Infine, essa dovrebbe limitare lo sviluppo di nuove droghe, totalmente artificiali, alcune delle quali molto pericolose per la salute, che alcuni consumatori acquistano in Internet per evitare il rischio di essere passibili di sanzioni, e questo perche' si tratta di sostanze che non sono qualificate come stupefacenti.
I prevedibili freni al cambiamento
I trafficanti non mancherebbero di attizzare ovunque tutte le reti di cui dispongono per mantenere il proprio business che gli procura notevoli risorse, e altrettanto farebbero coloro che, direttamente o indirettamente, approfittano di questo mercato. Una parte degli specialisti della lotta contro la droga sarebbe contraria a riciclarsi professionalmente e, cio' che e' decisamente fastidioso, alcuni specialisti delle scienze mediche e umane, che lavorano per la disintossicazione, che sostengono di essere favorevoli al mantenimento del divieto penale come leva terapeutica.
Questo argomento deve essere considerato, perche' e' particolarmente importante che il cambiamento di politica preconizzato sia preceduto ed accompagnato da una importante campagna di prevenzione, in modo che all'abbandono del divieto legale corrisponda un significativo rafforzamento del divieto sociale.

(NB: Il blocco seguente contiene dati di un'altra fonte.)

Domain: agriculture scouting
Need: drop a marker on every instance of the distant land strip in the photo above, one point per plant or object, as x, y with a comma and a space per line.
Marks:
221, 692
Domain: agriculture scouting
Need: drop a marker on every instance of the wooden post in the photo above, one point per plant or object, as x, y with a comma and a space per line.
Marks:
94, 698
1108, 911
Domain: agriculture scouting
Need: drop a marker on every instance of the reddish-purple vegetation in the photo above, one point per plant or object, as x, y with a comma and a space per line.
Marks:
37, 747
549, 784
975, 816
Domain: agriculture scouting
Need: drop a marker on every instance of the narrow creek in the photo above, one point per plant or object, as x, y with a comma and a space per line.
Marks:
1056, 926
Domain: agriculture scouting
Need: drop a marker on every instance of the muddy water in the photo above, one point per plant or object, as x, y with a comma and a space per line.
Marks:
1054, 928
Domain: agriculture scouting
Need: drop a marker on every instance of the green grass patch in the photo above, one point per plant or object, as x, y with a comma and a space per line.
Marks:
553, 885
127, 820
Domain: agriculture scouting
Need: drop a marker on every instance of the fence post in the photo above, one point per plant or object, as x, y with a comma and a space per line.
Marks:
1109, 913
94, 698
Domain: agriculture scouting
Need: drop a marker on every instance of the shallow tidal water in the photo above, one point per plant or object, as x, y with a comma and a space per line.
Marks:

Le condizioni del cambiamento
Sul piano giuridico, soprattutto per il cambiamento della nostra legislazione nazionale, converrebbe ottenere il cambio della convenzione internazionale unica sugli stupefacenti del 1961, che stila la lista delle sostanze proibite, oppure denunciarne la parziale inefficacia formulando delle riserve. Ma soprattutto occorre prendere consapevolezza che ogni cambiamento di politica in materia di droga non potrebbe essere fatto senza essere preceduto da spiegazioni e dibattiti; va intrapreso soprattutto un dibattito pubblico, sia a livello nazionale che in Europa, e questo implica una ferma e coraggiosa volonta' politica.